Bengkulu – Warga Kota Bengkulu diguncang oleh tragedi memilukan yang menimpa dua siswa Sekolah Dasar asal Kecamatan Kampung Melayu. Ar (8) dan Ab (9), yang dilaporkan hilang sejak Selasa sore (16/4/2025), ditemukan dalam kondisi mengenaskan. Keduanya tewas dan dibungkus dalam karung di dua lokasi berbeda.
Berikut Kronologi Lengkap Kasus Dua Bocah SD Hilang dan Ditemukan Tewas dalam Karung di Bengkulu, yang dirangkum oleh redaksi:
Hari Hilangnya Korban
Pada 16 April, keluarga mulai panik saat Ar dan Ab tak kunjung pulang ke rumah. Ar terakhir terlihat membantu menguras kolam di dekat Kantor Lurah Kandang, sementara Ab juga disebut-sebut berada di sekitar lokasi tersebut. Upaya pencarian langsung dilakukan warga setempat, termasuk melalui media sosial dan media online.
Posko Pencarian Korban
Keesokan harinya 17 April, Pemkot Bengkulu melalui Dinas Sosial bersama Lanal, Basarnas, serta aparat kelurahan, membentuk tim pencarian. Wali Kota Dedy Wahyudi bahkan memberikan dukungan moril lewat video call kepada keluarga korban dan memerintahkan pembentukan posko pencarian di kantor kelurahan.
Penemuan Mengejutkan di Muara Jenggalu
Puncak ketegangan terjadi pada Minggu siang (20/4), ketika sesosok mayat ditemukan di kawasan Muara Jenggalu, Kelurahan Lingkar Barat, Kecamatan Gading Cempaka. Jasad dalam karung itu ditemukan mengambang di sungai, dalam kondisi rusak parah dan tanpa busana. Di dalamnya, polisi menemukan batu pemberat.
Penemuan Jasad di Septic Tank
Sehari kemudian, Senin (21/4), warga Kelurahan Kandang kembali digegerkan oleh penemuan jasad lain, kali ini di dalam septic tank rumah warga berinisial SC. Lokasinya hanya berjarak beberapa rumah dari kediaman korban. Polisi pun segera menangkap remaja berinisial PT (17), tetangga depan rumah korban.
Pengakuan Pelaku
Dalam konferensi pers Selasa sore (22/4), Kapolresta Bengkulu mengungkap bahwa PT telah mengakui perbuatannya. Ia mengaku kesal karena korban memancing di kolam belakang rumahnya. Ab dibunuh terlebih dahulu dan dibuang ke Muara Jenggalu. Karena kehabisan waktu, jasad Ar dibuang ke septic tank.
Tersangka Bersandiwara
Ironisnya, selama proses pencarian, PT sempat ikut berpura-pura membantu warga mencari kedua bocah tersebut.

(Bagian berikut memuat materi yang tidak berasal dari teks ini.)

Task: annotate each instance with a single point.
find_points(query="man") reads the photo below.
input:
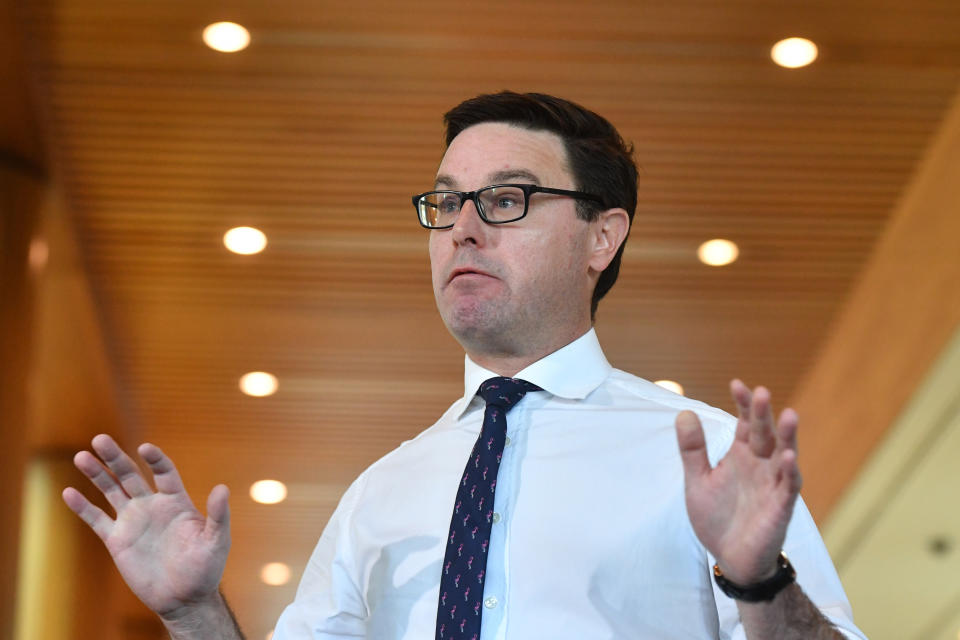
(596, 524)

Kondisi Jasad Memprihatinkan
Tim Inafis menyebutkan kondisi kedua jasad sudah rusak parah. Rambut kepala hilang, sebagian tubuh diduga dimakan hewan liar, dan beberapa organ tubuh tidak lagi utuh.

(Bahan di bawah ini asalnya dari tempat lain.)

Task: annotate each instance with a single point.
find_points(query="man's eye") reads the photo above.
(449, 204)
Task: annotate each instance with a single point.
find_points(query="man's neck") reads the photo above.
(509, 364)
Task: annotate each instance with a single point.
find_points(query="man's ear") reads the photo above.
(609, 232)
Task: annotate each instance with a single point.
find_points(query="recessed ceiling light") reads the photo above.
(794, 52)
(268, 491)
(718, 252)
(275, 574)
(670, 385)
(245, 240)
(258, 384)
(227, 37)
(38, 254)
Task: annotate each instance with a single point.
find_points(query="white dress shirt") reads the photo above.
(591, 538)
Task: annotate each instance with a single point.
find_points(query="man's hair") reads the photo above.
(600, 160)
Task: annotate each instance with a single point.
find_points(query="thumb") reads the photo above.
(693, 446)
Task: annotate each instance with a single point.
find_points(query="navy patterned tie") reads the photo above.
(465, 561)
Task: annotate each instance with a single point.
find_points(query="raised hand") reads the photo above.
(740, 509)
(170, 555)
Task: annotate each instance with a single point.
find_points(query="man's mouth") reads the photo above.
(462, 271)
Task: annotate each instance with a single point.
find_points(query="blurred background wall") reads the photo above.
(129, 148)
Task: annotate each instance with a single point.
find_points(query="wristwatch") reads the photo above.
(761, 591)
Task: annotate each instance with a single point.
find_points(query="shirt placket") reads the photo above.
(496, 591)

Desakan Keluarga dan Proses Hukum
Pihak keluarga menaruh curiga terhadap pengakuan pelaku yang dinilai berubah-ubah dan tak masuk akal. Dalam sebuah video yang beredar di media sosial, paman korban, Zainal Abidin, menyatakan tuntutan tegas:
“Kalau benar pelaku tunggal, tak mungkin bisa menutup septic tank sendiri. Kami minta dihukum seberat-beratnya. Jika tidak, kami siap bertindak.”
Tersangka di Bawah Umur
Namun, karena PT masih di bawah umur, proses hukum akan mengacu pada Undang-Undang Perlindungan Anak. Ancaman maksimal yang mungkin dikenakan adalah 15 tahun penjara.
Pendapat Redaksi
Tragedi ini meninggalkan luka mendalam bagi masyarakat Bengkulu, khususnya warga Kecamatan Kampung Melayu. Warga kini berharap keadilan benar-benar ditegakkan dan tidak ada lagi anak-anak yang menjadi korban kekerasan keji seperti ini.